YouTube has announced that it is changing the way they notify users when issuing copyright strikes and warnings to channels.
The community guidelines are the universal rules across the platform that every creator has to abide by. Strikes are given to channels that violate the rules.
Generally, the size of the channel or the popularity of the creator doesn't matter, everybody needs to follow the rules. Despite this, the changes going into effect will have an impact on everybody.
Creators will now get a warning, a reminder of the guidelines, and information on why their video may have violated the rules.

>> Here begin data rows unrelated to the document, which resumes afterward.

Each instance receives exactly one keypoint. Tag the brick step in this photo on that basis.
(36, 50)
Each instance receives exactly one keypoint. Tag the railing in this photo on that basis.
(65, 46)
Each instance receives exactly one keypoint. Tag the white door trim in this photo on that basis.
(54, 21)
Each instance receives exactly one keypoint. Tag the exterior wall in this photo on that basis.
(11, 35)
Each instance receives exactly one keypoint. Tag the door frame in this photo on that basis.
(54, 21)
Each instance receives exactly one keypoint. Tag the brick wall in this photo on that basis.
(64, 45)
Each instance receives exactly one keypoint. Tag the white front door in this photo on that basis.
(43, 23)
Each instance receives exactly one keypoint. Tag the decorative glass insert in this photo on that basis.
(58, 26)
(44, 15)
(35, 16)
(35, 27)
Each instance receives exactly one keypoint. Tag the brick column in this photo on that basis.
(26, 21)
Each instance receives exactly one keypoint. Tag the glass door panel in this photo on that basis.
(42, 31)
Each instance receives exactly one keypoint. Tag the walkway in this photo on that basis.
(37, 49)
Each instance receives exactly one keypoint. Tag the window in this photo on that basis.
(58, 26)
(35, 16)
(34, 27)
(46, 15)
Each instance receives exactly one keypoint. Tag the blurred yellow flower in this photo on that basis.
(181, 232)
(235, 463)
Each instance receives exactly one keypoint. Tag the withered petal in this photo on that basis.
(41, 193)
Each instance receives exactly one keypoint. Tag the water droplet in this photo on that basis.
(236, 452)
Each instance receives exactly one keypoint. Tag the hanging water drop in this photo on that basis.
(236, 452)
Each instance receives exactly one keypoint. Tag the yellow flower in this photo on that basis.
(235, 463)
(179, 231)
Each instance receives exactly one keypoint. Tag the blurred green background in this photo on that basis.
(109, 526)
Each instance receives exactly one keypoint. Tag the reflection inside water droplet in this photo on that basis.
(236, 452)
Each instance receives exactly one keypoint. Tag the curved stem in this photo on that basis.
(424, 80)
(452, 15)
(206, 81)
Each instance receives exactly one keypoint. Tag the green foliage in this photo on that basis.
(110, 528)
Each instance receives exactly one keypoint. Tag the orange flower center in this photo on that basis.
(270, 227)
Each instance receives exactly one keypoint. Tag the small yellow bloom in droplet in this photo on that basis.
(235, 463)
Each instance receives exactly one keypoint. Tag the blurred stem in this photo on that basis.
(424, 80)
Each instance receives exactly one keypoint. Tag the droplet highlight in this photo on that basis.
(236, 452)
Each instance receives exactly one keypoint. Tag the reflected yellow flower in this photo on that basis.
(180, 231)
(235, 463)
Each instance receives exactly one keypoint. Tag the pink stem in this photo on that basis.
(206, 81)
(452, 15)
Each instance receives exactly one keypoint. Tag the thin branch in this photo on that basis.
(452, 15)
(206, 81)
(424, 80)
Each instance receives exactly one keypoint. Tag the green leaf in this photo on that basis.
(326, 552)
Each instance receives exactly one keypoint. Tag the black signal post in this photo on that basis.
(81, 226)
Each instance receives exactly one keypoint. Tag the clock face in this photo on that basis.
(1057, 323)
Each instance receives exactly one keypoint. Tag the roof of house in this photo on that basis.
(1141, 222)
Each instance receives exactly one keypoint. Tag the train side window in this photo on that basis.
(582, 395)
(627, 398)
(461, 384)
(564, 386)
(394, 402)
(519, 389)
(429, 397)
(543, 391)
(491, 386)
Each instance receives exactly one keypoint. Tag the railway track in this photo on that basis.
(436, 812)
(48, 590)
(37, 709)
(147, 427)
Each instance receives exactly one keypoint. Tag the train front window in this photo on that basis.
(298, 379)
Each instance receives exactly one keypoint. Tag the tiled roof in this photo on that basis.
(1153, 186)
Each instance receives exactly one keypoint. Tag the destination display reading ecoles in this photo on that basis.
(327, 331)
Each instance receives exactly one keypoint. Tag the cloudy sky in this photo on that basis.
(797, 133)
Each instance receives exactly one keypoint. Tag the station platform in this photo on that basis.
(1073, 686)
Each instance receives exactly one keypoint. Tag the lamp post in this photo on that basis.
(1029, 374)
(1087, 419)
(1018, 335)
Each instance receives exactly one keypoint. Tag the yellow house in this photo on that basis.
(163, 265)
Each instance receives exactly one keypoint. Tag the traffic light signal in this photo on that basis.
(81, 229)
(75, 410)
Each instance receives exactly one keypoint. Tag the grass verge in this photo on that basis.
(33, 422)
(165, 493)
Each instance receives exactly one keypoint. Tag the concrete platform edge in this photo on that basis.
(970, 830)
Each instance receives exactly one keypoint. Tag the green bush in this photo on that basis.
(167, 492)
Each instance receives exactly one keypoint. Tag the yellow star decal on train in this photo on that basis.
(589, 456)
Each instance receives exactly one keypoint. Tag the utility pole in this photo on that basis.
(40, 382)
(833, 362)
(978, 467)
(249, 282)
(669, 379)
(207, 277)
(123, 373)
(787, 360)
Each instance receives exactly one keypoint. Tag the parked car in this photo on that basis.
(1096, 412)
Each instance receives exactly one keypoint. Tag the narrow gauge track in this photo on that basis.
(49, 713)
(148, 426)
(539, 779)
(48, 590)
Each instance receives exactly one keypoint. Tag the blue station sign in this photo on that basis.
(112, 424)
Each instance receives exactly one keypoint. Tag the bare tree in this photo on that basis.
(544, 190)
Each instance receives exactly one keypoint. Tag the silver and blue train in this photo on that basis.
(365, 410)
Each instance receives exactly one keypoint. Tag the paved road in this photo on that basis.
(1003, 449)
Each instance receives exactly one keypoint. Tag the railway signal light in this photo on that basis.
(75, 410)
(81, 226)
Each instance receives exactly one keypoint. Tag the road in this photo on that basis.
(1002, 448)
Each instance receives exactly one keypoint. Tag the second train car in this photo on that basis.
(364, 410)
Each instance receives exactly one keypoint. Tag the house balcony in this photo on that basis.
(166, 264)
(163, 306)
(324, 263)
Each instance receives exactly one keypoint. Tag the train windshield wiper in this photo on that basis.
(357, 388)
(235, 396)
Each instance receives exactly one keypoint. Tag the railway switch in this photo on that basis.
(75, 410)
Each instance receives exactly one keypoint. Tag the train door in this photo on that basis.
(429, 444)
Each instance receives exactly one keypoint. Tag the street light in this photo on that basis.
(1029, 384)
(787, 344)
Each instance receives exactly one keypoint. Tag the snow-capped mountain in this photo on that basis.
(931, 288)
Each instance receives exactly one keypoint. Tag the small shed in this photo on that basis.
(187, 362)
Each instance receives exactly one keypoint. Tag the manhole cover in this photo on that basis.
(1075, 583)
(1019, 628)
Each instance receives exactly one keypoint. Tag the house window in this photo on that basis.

This is different from receiving a first strike under the old rules from before. Channels can appeal a warning to get removed, but it will disappear after 90 days and return the channel into good standing. All other strike penalties are the same after this.
All of these changes will start going into effect on February 25, 2019. This is the first time that YouTube has made changes to the strike system since 2010.
- 1st Strike: One-week temporary freeze on uploading content to YouTube
- 2nd Strike: Two-week temporary freeze on uploading content to YouTube
- 3rd Strike: If the account receives 3 Community Guidelines Strikes within a three-month period, the channel will be deleted by YouTube
According to YouTube, the first two strikes that a channel receives will remain in effect for two months. All of these rule changes are being implemented in order to make the feedback system and appeal system easier for creators to deal with, according to YouTube themselves.
“We know that most people don't mean to break the rules, so we're giving you a chance to understand what went wrong before you face more severe consequences, YouTube stated in a blog post.
"We understand that users make mistakes and don't intend to violate our policies - that's why strikes don't last forever.”